Disfrutaba el pasado sábado de poder celebrar y compartir la ordenación de los nuevos diáconos jesuitas con dos laicos de mi diócesis. No deja de ser un momento puntual al que asistía por una cuestión personal, pero visto en clave eclesial me llevaba a ver que cuando los miembros de la Iglesia crecen, crecemos todos.

Las generaciones de jóvenes que nos estamos formando en estos momentos creemos, y debemos creer, en el profundo sentido de la comunión que supone ser Iglesia: un único corazón, Cristo, que bombea en miembros muy diversos, pero profundamente relacionados que se aprecian y valoran entre sí.

Y esto no puede quedarse en un eslogan bonito o en una campaña puntual, sino en una defensa activa de la erradicación de la comprensión tribal de la Iglesia. Nos guste o no, todos nos hemos encontrado con una comprensión de la Iglesia como compartimentos estancos en competición, un peligroso individualismo identitario.

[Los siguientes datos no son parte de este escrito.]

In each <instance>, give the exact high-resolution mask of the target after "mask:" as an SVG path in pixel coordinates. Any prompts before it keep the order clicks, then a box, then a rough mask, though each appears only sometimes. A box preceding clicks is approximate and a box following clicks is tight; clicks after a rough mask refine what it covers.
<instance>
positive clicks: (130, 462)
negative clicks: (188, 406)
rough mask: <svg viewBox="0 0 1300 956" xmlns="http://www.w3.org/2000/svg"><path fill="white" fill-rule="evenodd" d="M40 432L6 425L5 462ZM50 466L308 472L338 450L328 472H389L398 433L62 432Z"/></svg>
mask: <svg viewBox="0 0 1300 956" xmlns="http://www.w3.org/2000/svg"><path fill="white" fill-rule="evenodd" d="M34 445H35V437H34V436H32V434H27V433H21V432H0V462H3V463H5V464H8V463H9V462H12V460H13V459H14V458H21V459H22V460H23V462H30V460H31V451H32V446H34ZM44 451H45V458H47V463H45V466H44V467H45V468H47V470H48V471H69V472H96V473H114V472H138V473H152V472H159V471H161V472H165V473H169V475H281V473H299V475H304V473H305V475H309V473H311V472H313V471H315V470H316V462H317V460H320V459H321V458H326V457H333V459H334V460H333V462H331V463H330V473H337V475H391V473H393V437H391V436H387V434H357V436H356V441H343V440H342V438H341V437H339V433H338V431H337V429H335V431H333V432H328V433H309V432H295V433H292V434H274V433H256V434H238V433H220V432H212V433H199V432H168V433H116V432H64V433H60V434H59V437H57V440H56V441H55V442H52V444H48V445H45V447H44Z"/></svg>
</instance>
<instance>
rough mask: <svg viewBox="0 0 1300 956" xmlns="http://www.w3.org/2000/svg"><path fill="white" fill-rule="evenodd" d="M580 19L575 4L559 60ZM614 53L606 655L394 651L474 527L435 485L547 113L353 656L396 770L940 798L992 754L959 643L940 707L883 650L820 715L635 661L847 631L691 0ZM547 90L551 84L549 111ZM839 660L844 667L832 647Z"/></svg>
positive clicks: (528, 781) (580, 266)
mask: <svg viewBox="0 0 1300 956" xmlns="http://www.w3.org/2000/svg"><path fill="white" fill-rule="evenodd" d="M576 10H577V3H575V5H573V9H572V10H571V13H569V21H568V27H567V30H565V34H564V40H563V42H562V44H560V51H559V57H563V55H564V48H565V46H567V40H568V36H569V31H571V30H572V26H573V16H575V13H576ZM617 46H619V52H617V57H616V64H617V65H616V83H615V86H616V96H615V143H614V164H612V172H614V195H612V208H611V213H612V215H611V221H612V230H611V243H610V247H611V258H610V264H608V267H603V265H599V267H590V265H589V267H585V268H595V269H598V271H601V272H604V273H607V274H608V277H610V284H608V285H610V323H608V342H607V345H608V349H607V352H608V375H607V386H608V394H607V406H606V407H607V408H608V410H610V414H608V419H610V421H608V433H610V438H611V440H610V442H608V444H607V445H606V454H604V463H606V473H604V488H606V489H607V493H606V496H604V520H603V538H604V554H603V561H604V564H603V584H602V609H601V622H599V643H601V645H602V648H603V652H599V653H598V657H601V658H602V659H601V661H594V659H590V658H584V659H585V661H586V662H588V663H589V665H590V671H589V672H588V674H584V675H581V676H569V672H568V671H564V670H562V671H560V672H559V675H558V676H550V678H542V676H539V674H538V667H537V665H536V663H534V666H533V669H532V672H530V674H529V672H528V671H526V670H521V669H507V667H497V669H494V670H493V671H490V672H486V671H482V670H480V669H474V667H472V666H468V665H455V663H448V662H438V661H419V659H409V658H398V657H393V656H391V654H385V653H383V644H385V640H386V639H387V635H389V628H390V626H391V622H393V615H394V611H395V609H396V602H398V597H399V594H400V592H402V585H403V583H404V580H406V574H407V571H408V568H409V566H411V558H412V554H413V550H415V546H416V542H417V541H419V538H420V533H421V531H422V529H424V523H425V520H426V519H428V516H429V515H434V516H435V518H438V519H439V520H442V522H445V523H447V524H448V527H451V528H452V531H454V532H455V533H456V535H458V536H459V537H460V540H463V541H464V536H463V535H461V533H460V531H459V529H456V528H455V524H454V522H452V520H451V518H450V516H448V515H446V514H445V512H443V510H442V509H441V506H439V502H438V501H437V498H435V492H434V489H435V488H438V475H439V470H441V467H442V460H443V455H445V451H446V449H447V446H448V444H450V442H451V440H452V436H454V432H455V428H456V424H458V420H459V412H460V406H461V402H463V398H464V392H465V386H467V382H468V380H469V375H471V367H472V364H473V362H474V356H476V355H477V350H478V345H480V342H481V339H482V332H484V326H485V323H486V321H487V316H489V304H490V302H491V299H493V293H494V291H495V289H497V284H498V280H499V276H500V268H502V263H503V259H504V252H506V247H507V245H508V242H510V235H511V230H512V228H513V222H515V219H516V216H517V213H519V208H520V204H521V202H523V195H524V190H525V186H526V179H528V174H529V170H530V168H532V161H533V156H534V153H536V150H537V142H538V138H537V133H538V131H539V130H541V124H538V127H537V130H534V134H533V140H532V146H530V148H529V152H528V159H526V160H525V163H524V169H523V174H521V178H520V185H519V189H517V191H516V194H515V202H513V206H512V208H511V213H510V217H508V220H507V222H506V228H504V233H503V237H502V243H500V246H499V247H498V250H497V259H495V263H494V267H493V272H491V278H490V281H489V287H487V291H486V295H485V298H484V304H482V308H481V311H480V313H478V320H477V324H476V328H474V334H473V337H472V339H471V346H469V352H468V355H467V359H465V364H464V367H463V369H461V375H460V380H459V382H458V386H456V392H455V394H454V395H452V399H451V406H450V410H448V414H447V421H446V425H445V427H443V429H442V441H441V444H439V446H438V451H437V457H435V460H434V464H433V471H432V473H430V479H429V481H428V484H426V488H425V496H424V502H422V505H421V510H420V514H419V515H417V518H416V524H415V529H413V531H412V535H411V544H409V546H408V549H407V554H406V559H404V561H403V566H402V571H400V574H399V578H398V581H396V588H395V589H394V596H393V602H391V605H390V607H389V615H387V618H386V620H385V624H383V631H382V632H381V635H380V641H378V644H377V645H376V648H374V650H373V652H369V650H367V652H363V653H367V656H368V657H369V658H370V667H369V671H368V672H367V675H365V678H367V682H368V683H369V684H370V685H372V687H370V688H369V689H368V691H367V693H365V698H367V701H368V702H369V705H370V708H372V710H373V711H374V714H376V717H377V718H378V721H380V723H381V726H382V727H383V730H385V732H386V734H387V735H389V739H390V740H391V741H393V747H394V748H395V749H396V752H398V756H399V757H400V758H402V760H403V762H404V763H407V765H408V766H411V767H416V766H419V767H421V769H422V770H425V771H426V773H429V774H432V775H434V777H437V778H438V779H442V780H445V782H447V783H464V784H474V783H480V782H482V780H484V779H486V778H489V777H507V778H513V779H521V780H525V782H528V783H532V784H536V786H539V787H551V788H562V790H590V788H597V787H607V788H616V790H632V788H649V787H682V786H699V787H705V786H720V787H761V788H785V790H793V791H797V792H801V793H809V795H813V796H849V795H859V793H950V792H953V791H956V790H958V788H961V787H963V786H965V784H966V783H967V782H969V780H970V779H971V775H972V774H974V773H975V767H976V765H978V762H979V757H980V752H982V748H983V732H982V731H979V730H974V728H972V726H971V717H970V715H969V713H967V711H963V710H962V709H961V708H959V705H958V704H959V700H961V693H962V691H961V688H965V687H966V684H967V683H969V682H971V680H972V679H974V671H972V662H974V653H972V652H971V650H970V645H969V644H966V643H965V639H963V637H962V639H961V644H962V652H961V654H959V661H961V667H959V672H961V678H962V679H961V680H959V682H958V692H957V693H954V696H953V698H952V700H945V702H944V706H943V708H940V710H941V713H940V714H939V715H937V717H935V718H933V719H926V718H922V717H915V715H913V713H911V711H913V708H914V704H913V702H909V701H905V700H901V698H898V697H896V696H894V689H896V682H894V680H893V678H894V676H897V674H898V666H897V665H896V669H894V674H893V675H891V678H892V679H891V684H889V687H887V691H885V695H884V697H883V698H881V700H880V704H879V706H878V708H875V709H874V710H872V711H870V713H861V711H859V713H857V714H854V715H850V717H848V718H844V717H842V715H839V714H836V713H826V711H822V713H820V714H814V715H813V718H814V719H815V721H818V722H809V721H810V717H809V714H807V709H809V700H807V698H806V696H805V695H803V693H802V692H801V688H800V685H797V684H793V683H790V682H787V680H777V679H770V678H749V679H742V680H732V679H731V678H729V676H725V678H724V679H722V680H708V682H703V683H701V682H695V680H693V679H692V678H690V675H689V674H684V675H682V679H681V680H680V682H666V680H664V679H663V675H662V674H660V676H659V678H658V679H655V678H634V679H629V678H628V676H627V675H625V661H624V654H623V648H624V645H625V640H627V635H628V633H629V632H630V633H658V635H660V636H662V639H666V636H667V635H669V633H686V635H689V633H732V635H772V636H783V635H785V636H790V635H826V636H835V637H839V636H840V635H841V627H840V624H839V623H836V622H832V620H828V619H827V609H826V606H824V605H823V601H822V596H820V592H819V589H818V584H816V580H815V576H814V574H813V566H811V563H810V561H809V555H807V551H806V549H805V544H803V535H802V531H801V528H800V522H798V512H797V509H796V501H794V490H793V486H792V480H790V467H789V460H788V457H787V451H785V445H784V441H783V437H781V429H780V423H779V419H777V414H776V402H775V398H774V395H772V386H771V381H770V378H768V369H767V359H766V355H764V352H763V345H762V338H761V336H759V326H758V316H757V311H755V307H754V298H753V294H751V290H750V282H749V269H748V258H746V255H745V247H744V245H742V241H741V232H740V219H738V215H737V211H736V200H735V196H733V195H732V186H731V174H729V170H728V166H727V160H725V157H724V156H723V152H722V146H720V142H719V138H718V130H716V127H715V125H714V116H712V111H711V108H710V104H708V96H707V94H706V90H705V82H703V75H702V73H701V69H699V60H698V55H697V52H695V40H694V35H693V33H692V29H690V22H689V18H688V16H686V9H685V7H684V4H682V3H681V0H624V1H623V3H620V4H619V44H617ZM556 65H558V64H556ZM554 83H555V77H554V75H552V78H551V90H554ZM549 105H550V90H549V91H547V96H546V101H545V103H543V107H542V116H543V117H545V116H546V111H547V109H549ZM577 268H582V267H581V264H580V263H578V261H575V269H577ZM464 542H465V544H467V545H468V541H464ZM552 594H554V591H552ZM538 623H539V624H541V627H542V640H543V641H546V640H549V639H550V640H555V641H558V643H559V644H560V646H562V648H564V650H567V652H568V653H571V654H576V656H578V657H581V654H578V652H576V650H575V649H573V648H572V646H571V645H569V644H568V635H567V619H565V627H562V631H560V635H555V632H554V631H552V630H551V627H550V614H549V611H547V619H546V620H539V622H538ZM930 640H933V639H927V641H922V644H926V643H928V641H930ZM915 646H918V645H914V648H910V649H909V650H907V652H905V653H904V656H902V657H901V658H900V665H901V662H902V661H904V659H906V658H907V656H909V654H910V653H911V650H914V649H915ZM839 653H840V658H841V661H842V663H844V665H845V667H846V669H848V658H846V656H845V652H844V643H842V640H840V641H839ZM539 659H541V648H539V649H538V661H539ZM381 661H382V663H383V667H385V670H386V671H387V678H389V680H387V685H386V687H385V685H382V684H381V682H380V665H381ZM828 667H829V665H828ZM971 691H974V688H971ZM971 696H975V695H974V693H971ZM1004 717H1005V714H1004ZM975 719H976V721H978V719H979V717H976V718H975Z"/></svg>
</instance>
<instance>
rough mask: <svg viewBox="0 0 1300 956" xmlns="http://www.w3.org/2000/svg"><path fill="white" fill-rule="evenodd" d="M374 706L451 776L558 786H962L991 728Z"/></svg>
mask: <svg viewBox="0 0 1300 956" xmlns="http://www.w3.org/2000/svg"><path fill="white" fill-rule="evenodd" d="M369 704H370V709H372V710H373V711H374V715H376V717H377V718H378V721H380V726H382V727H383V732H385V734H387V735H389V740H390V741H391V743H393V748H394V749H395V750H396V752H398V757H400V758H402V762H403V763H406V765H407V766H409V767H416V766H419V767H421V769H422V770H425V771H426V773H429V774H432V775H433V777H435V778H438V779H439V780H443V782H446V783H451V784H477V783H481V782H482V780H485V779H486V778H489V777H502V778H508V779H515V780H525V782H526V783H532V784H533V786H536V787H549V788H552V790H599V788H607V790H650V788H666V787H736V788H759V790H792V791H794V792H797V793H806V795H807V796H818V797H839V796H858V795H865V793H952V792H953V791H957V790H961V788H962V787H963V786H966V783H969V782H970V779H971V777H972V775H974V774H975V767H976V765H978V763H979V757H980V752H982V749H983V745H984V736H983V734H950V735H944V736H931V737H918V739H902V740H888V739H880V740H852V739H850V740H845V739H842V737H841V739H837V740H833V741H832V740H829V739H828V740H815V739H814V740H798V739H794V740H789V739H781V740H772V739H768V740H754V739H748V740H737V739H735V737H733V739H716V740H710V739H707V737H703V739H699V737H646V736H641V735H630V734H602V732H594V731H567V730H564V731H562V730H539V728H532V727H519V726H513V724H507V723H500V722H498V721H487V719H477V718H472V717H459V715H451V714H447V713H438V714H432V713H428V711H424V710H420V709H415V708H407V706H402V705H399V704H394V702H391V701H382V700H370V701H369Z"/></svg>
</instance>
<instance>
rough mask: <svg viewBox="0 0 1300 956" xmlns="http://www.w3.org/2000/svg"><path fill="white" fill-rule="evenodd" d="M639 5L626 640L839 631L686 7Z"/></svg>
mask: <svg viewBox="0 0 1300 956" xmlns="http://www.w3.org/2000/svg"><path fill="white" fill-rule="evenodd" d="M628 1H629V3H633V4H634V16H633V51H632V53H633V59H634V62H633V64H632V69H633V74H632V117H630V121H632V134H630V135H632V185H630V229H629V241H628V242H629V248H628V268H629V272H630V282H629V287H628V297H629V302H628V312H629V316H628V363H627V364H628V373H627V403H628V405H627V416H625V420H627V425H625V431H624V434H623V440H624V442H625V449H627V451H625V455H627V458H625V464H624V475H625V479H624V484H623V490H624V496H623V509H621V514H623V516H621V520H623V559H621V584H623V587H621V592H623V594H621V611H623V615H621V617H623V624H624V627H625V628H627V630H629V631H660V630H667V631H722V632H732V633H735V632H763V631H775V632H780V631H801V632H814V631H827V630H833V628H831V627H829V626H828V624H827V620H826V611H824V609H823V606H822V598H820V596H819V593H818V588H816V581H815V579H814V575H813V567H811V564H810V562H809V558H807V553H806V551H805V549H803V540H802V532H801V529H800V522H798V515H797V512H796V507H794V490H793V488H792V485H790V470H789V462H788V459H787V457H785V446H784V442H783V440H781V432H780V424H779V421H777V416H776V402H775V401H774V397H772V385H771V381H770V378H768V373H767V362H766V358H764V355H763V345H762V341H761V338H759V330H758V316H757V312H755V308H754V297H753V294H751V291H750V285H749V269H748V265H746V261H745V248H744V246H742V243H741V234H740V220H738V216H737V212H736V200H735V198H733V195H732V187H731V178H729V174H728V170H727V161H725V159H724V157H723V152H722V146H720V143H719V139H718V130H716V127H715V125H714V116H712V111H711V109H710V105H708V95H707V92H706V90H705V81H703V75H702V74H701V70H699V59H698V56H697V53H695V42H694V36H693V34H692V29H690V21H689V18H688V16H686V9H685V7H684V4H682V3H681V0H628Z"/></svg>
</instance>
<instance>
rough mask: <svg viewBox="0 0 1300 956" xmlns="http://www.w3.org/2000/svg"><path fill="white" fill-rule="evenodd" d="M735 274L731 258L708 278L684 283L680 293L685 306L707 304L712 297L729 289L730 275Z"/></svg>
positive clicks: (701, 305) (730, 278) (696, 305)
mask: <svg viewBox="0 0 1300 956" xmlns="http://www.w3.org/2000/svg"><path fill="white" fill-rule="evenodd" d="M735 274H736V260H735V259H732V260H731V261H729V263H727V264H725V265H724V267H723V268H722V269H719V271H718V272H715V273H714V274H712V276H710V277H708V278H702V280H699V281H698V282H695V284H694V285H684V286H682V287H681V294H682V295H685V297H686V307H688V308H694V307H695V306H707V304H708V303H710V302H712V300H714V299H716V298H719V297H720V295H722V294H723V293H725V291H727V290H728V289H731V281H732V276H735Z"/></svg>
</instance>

Y es que esas identidades excluyentes nos provocan muchas veces un ridículo sentido de competición, absurdo de puertas para adentro y deslegitimador de puertas para afuera. El ejemplo más triste es una particular forma de entender el discernimiento vocacional, que mira a las demás opciones como riesgo y no como posibilidad. ¿Qué es mejor un seminarista diocesano o un consagrado en proceso de ordenarse? ¿Qué es mejor una novicia contemplativa o una religiosa de vida activa? ¿la opción matrimonial o la opción célibe? Sólo hay una respuesta: así formulada es una pregunta absurda.  

Nuestra identidad es la de cristianos en Cristo, manifestada de forma –gracias a Dios– muy diversa, por eso es absurdo todo planteamiento utilitario de lo que somos, no somos para una orden, para una diócesis o para una vocación, somos para Dios y el mundo en una orden, en una diócesis y en una vocación particular, por eso no es cuál es mejor opción sino cuál es mi opción.

Jugando con la mítica frase de Luther King, tengamos el sueño de una Iglesia en la que no necesitemos expresarnos por confrontación sino mostrando con alegría o que somos. Soñemos con diócesis que se alegran por tener consagrados, consagrados cuyos colegios se insertan en la vida diocesana, soñemos con una vocación matrimonial y laical con el mismo estatuto y reconocimiento que las vocaciones célibes.

Sumémonos realmente al sueño de Cristo, ese sueño de podernos llamar verdaderamente amigos, amigos en comunión, es decir reconociéndonos diferentes y queriendo el bien de los otros.